I'm leaning toward that sounding illegal...plus, it sounds like you're going to be putting a lot of effort into curing those rocks, anyway, so you might as well just buy LR.


----------



## joeytoad83 (Sep 10, 2004)

http://www.myfwc.com/docs/RulesRegulations..._Newsletter.pdf page 14 it list a table of legal and illegal things you can keep. live rock is illegal.


----------



## Ægir (Jan 21, 2006)

Collecting from the oceans is a MAJOR problem, and is depleting reefs around the world... if possible buy rock that has already been used, or is not collected from living coral reefs.
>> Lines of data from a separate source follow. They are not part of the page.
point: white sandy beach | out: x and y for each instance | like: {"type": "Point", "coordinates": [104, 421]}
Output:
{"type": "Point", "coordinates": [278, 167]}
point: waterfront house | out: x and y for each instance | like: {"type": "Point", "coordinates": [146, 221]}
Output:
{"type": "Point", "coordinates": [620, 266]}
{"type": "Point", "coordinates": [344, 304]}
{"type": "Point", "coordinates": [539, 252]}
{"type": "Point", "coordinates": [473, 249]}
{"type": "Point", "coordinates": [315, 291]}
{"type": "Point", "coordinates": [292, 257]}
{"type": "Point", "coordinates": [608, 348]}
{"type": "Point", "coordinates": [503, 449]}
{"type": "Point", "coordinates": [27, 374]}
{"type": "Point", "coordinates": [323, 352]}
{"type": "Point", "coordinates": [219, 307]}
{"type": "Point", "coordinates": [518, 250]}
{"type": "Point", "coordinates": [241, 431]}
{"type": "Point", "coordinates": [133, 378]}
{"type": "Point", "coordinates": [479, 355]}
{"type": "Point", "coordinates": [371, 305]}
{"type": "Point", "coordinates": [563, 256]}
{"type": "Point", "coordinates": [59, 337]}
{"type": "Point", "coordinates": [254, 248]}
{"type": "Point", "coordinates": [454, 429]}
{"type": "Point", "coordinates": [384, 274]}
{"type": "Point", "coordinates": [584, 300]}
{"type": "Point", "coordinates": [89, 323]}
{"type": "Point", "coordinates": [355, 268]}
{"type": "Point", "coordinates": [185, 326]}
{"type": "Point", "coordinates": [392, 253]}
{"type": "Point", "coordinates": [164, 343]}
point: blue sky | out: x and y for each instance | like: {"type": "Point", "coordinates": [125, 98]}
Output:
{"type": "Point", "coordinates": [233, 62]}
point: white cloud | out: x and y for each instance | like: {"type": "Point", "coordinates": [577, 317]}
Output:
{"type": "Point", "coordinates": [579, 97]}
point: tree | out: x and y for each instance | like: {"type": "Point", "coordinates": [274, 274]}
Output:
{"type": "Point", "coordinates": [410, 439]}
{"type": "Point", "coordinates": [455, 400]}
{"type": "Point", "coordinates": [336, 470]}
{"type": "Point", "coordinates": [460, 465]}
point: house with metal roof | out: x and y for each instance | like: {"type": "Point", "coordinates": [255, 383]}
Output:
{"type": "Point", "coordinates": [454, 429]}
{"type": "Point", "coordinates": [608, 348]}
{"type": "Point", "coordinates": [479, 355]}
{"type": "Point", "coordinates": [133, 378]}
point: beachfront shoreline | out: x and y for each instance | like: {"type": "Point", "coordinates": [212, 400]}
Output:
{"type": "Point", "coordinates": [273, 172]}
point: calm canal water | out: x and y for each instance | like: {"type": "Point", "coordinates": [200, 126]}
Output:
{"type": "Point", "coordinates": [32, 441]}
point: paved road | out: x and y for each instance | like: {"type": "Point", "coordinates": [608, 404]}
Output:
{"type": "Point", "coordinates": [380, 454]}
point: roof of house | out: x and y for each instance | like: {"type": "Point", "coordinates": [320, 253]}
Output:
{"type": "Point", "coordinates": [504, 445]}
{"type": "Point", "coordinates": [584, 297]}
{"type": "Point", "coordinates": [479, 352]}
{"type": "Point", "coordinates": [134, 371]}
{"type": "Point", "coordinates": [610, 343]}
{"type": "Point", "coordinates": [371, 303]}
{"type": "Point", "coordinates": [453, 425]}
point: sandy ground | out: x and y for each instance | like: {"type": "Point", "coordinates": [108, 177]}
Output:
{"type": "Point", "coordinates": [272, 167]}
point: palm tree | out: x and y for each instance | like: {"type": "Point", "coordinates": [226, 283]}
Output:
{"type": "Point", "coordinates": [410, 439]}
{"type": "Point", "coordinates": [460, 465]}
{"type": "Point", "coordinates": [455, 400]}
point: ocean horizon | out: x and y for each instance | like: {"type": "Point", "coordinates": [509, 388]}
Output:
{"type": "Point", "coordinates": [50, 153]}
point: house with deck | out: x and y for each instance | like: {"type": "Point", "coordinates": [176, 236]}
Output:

www.marcorocks.com is the place to order from... and its good for the ocean too!


----------



## redbellyman21 (Jun 27, 2004)

n3p, lol! wow dude almost all lfs sells LR for 3 bux a pound, its not fully cured, but it is excellent fiji rock, plus we just got in a nice order of tonga rock which looks cool as hell for FOWLR for 4.99 a pound cured! dude lets say, u could legally do it, and lets say the oceans wouldnt be depleted, and no one minded, u would still end up having a huge shipping bill, on top of major die off issues from shipment, so u would actually be making a longer cycle time than if u just buy semi cured LR at a LFS. The amount of die off from a 20-30 min ride, is way less than 24-48 hr shipping! so a recap, just buy it from lfs or criagslist! I remind you again craigslist I got 4 yr cured LR 120 lbs for 200 bux! sure it had a lil cyano, but a month in the tub with a heater and powerhead and total darkness and a couple hermy crabs helped! there are many shortcuts, but sometimes shortcuts arent short!


----------